Tracking and analysis of C. elegans nematodes at single-organism resolution

Timeframe
Master Thesis (5-6 months full-time), Internship (2-6 months full-time) or Semester Project (2-4 months part-time)

Contact
Fabien Tâche (fabien.tache@epfl.ch)

Description
The Laboratory of Microsystems (LMIS2) is developing an innovative laboratory device for drug discovery research. The technology employs robotics and computer vision for the automated culture and analysis of micro-organisms within microfluidic chips, as powerful biological models to investigate human diseases and test their potential cures. In this framework, we look for students to contribute to the development of a tracking and analysis software. This project includes the following tasks:

• Implementation of worm tracking algorithms
• Implementation of a worm phenotype analysis software
• Characterization, optimization and validation of algorithms
• Implementation of a graphical user interface (GUI) displaying the results of automated analysis

This project requires good software development and image processing skills. Machine learning knowledge is a plus.

The overall project holds great potential to represent a breakthrough in biomedical research and, as such, resides at the core of a startup project (Nagi Bioscience).

A microfluidic single worm dispenser

Timeframe
Master Thesis (5-6 months full-time), Internship (2-6 months full-time) or Semester Project (2-4 months part-time)

Contact
H. Baris Atakan (baris.atakan@epfl.ch)

Description
The nematode C. elegans is of great interest in biomedical research, as it is a useful model organism to study drug screening, aging and longevity due to its short life span, hermaphrodite behavior and genetic similarity with humans. As C. elegans are normally cultured in colonies, it is quite challenging to isolate a single nematode from the rest. Traditional approaches to handle C. elegans at single worm resolution are extremely tedious and time consuming.

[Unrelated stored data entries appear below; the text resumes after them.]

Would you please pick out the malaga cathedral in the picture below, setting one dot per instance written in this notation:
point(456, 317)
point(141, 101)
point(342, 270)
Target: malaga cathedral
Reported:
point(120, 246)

The aim of this project is to improve our previously fabricated single C. elegans dispenser and enable off-chip culturing studies.

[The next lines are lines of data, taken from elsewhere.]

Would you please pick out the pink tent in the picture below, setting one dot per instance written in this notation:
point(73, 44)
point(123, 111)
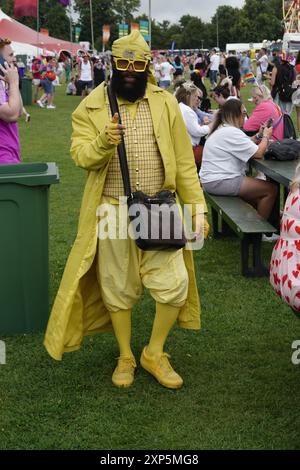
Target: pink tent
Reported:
point(15, 31)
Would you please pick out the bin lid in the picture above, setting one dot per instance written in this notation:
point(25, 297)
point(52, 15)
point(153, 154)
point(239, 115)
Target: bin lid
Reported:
point(30, 174)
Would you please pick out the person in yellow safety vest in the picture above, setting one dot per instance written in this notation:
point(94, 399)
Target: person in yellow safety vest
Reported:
point(104, 278)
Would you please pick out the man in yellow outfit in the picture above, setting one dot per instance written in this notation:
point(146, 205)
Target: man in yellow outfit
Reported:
point(104, 277)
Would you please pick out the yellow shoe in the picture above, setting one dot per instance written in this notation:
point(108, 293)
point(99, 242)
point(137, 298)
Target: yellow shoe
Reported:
point(161, 369)
point(123, 375)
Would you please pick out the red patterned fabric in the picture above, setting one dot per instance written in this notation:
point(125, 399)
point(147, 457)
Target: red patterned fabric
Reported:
point(285, 260)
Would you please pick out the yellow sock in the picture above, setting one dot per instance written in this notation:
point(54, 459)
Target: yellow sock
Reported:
point(165, 317)
point(121, 322)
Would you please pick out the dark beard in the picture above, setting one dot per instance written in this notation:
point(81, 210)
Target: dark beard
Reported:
point(129, 91)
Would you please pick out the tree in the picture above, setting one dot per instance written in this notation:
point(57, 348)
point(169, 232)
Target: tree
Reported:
point(224, 20)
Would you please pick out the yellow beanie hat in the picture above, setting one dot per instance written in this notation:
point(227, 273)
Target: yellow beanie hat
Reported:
point(133, 47)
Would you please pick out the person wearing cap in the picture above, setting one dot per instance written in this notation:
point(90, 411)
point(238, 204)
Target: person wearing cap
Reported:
point(104, 278)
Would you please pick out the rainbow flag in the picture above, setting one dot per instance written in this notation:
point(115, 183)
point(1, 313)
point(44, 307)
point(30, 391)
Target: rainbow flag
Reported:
point(249, 78)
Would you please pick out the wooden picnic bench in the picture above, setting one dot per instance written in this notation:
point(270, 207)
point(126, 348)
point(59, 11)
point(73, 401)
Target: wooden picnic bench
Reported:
point(234, 214)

For this project, the student will be working mostly in our laboratory and, if required, in the cleanroom. A basic knowledge of SU8 photolithography and PDMS casting can be advantageous.

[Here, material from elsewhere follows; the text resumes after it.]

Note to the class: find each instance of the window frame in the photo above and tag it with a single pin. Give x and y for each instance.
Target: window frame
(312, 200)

Permeabilizing C. elegans embryos

Timeframe
Master Thesis (5-6 months full-time), Internship (2-6 months full-time) or Semester Project (2-4 months part-time)

Contact
H. Baris Atakan (baris.atakan@epfl.ch)

Description
Embryos of the nematode C. elegans are trending in the research, as it can be a proper model organism with a shorter development duration compared to its larvae. Permeabilization of embryo shell is of utmost importance as this development may enable possibility of various drug screening studies in a short time span.

The aim of this project is to build a microfluidic platform to permeabilize C. elegans embryo shell with bleach solution. A controlled study of bleach solution intake is required to create permeabilized embryo shells.

For this project, the student will be working part-time in the cleanroom and part-time in our laboratory. A basic knowledge of SU8 photolithography, Bosch process and PDMS casting will be advantageous.